Cette typologie et les conclusions que Jacques Solé en tire n’emportent nullement la conviction. La distinction entre «révolutions sans révolutionnaires», «révolutionnaires sans révolution» et «victoires des révolutionnaires» est largement artificielle. Elle conduit à revenir à la vieille confusion entre «coup d’État» et «révolution». De ce fait, ce que l’auteur écrit sur presque 800 pages, ce n’est une analyse du phénomène révolutionnaire, mais ce que les auteurs du XVIIe siècle auraient appelé une «histoire des coups d’État», la chronique un peu trop anecdotique de toutes les transformations politiques violentes survenues en Europe pendant plus d’un siècle. Ainsi se succèdent des séries de fiches où apparaissent, dans un embrouillamini inexprimable, la prise du pouvoir par Bernadotte en Suède, le compromis austro-hongrois de 1866, l’unité allemande de 1871, l’indépendance de la Grèce en 1821 et le coup d’État bolchevik de 1917. Des phénomènes politiques essentiellement différents sont mis sur le même plan : les révolutions, les coups d’État, les «révolutions de palais», les soulèvements nationaux, les guerres d’indépendance, etc.

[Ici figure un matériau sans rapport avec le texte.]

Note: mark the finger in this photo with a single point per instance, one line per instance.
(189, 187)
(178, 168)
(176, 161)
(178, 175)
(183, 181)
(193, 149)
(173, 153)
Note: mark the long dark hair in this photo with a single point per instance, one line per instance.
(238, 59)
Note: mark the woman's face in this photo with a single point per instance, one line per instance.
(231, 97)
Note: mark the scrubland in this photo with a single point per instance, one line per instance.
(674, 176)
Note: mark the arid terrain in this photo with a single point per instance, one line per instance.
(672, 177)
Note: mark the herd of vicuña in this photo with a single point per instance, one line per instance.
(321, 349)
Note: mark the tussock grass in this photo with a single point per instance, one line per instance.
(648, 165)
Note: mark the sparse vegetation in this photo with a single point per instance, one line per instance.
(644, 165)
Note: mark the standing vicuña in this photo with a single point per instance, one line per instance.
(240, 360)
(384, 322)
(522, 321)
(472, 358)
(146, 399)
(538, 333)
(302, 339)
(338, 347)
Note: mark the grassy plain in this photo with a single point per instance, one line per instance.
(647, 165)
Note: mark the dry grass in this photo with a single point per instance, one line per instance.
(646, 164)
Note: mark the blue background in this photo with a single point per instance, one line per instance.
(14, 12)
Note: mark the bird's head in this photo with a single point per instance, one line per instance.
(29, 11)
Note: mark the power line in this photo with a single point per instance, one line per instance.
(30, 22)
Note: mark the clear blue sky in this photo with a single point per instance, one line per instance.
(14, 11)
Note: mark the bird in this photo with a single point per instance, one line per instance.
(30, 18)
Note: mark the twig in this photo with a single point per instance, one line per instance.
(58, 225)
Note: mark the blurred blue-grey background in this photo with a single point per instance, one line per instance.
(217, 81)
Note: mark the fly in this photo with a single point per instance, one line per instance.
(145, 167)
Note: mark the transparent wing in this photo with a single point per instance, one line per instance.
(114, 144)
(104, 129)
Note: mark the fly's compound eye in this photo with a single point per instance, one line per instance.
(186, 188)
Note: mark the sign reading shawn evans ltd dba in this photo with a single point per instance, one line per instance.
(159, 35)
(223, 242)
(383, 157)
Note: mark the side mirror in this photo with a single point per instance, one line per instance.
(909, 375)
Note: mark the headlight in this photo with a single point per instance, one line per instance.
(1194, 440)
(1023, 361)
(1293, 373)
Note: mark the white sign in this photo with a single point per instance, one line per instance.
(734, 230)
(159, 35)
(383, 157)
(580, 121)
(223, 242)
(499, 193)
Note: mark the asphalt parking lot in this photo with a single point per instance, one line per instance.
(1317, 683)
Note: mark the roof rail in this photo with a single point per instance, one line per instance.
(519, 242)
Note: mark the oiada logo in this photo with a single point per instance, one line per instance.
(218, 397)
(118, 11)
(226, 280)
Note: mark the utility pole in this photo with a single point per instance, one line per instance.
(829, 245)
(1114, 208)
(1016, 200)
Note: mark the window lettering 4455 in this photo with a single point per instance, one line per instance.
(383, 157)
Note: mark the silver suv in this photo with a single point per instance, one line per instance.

Les conclusions tirées de l’examen d’un tel corpus ne peuvent être que faussées. D’autant que le jugement porté sur tel ou tel mouvement révolutionnaire varie suivant les observateurs : la révolution des autres, c’est toujours un coup d’État ou un complot qui a réussi. Dire que la chute de la monarchie française, le 10 août 1792, ou celle de la première République russe, en octobre 1917, sont d’abord des coups d’État, c’est simplement constater un fait. Il y a eu renversement violent d’un pouvoir légalement établi. Mais il y a loin à cette observation au fait de conclure que 1792 et 1917 ne sont que des coups d’État. Si la monarchie française a succombé, ce n’est pas le seul fait de la nullité politique de Louis XVI ou de l’audace des Jacobins. Si la Russie est tombée au pouvoir des Bolcheviks, ce n’est pas la seule conséquence du génie de Lénine ou de la férocité de ses partisans. Dans les deux cas sont entrées en lice des forces profondes, économiques et sociales, qui ont joué contre l’ancien ordre des choses.

Le métier de l’historien, c’est justement de mesurer le rôle respectif des hommes, celui des circonstances et celui des structures sociales, économiques et mentales, dans des changements, qui tantôt sont «révolutionnaires» et tantôt infiniment lents, donnant l’illusion d’un temps immobile.